This week Wednesday, May 4th, was the fiftieth anniversary of The Freedom Riders.  Four hundred black and white youth traveled together in defiance of the Southern segregated travel system.  My wife and I attended  a lecture (3-3-07) sponsored by the Minnesota Historical Society titled “Organizing Freedom:  The Freedom Riders.”   The lecture stimulated  my writing  a retrospective on “what I already understood, namely, major themes in my teaching of American history were shaped by personal experiences”  living in Auburn Alabama  between 1959 and 1961. Memories of this experience led to writing  Shaped By History.   The introduction to that personal retrospective  also included in this website stated:  “Living in the deep South during the Civil Rights Revolution. Learning to distinguish between American Ideal and American Reality.  A historian’s reflections of personal experiences in developing and teaching African-American and Women’s American history.”   A Freedom Rider stated this week:  “Freedom has to be won over and over.”   I closed my personal retrospective on an optimistic note:  “Study of American history has shown the redemptive nature of American reform tradition urging American reality to reflect more clearly American idealism.”   The struggle for perfecting American idealism  continues and should reflect the American Reform tradition.

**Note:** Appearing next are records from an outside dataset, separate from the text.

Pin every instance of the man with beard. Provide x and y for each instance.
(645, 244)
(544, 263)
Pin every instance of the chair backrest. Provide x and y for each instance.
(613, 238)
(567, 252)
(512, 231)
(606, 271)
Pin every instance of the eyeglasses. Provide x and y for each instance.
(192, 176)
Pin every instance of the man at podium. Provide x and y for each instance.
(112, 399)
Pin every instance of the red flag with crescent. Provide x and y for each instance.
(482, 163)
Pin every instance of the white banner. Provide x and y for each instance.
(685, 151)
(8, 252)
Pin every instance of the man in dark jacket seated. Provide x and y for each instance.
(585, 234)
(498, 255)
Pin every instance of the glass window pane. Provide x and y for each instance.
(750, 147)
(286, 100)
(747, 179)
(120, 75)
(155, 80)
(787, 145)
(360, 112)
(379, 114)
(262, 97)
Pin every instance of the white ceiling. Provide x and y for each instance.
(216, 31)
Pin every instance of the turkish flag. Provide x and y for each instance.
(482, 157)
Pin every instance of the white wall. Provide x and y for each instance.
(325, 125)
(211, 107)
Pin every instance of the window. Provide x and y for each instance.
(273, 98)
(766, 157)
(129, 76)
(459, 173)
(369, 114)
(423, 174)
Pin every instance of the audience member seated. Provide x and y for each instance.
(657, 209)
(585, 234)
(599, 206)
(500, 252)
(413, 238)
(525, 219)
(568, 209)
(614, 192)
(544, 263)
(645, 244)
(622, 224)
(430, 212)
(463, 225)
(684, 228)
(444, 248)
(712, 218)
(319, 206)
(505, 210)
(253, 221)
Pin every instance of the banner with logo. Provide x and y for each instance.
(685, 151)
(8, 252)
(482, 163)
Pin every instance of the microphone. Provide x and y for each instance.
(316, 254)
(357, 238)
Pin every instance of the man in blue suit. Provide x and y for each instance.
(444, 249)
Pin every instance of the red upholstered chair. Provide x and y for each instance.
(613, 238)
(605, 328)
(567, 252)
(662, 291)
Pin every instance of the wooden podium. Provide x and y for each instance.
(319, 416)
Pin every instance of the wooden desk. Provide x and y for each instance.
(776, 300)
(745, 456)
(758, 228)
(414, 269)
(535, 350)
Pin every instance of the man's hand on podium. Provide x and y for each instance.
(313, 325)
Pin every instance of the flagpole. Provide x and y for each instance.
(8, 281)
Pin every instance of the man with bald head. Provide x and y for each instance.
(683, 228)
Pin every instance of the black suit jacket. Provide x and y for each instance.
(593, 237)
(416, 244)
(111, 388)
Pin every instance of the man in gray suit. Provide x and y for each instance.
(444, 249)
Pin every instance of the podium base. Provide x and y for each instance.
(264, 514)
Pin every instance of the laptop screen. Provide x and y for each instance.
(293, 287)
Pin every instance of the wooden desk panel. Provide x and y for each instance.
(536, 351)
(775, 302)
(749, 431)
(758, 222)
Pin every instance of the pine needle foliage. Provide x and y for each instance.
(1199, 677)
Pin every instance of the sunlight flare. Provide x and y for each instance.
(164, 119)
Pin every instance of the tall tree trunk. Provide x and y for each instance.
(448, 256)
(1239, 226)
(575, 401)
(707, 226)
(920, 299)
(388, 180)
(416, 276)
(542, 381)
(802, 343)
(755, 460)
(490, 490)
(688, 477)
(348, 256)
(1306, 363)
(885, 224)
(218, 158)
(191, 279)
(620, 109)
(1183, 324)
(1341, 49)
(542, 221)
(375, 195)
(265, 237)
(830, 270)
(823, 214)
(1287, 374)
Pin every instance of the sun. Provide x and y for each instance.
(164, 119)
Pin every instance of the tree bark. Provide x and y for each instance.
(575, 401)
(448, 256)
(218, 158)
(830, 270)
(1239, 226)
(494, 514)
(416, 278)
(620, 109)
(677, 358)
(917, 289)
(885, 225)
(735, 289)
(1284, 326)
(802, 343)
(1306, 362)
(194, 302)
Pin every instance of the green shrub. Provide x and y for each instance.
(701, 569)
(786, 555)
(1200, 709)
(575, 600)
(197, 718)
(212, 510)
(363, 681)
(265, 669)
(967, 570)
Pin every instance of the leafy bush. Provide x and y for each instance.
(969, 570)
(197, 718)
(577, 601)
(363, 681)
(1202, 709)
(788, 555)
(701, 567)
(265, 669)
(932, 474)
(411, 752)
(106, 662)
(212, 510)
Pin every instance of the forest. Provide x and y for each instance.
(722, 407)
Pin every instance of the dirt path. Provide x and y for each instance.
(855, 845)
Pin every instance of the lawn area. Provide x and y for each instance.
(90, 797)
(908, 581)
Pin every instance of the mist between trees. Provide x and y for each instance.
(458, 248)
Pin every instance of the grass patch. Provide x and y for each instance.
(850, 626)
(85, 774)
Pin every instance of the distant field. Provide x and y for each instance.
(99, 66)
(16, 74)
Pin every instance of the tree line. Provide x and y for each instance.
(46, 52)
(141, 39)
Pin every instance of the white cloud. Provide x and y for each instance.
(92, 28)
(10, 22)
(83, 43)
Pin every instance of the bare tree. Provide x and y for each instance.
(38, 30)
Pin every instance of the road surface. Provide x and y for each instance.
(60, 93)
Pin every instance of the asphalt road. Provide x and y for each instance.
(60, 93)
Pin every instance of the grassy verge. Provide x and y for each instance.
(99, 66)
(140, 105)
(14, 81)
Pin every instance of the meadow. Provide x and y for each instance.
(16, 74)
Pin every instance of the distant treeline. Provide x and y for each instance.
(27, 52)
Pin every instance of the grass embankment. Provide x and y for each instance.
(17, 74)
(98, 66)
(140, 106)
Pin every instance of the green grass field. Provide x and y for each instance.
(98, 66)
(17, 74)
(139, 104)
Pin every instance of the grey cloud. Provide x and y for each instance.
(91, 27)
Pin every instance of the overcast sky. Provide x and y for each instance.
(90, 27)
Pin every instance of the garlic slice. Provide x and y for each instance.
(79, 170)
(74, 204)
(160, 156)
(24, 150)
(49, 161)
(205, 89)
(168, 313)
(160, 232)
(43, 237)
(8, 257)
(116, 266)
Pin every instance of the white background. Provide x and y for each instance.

Published by profbartling1

Retired professor Concordia University, St. Paul, Mn. Taught mainly American History. Also taught in other areas of history, philosophy, and theology,


  1. Anastasia – Yesterday’s Star Tribune had this headline: “Support falls for ban on gay marriage.” A majority of Minnesotans 55% vs. 39% oppose amending the state constitution to ban same-sex marriage. The article states this is a “sharp reversal of poll results seven years ago.” This indicates for me that this issue is an ongoing shift in attitudes in tune with the gender and race issue reforms of the Sixties and subsequent decades. The American Reform Tradition grows out of the ideals in the Declaration of Independence, the Elightenment faith in reason, and the urge that American reality reflect more closely American idealism. The social, political, and religious tradition in America is to reform itself.

  2. There is so much being written in the newspaper about the Freedom Riders as of late. So, do you think that America still has a reform tradition and is it something that it still has value? It seems there is so much polarization in politics and the possiblitiy for reform has a a sliver of a chance. When was the last best reform? Just asking.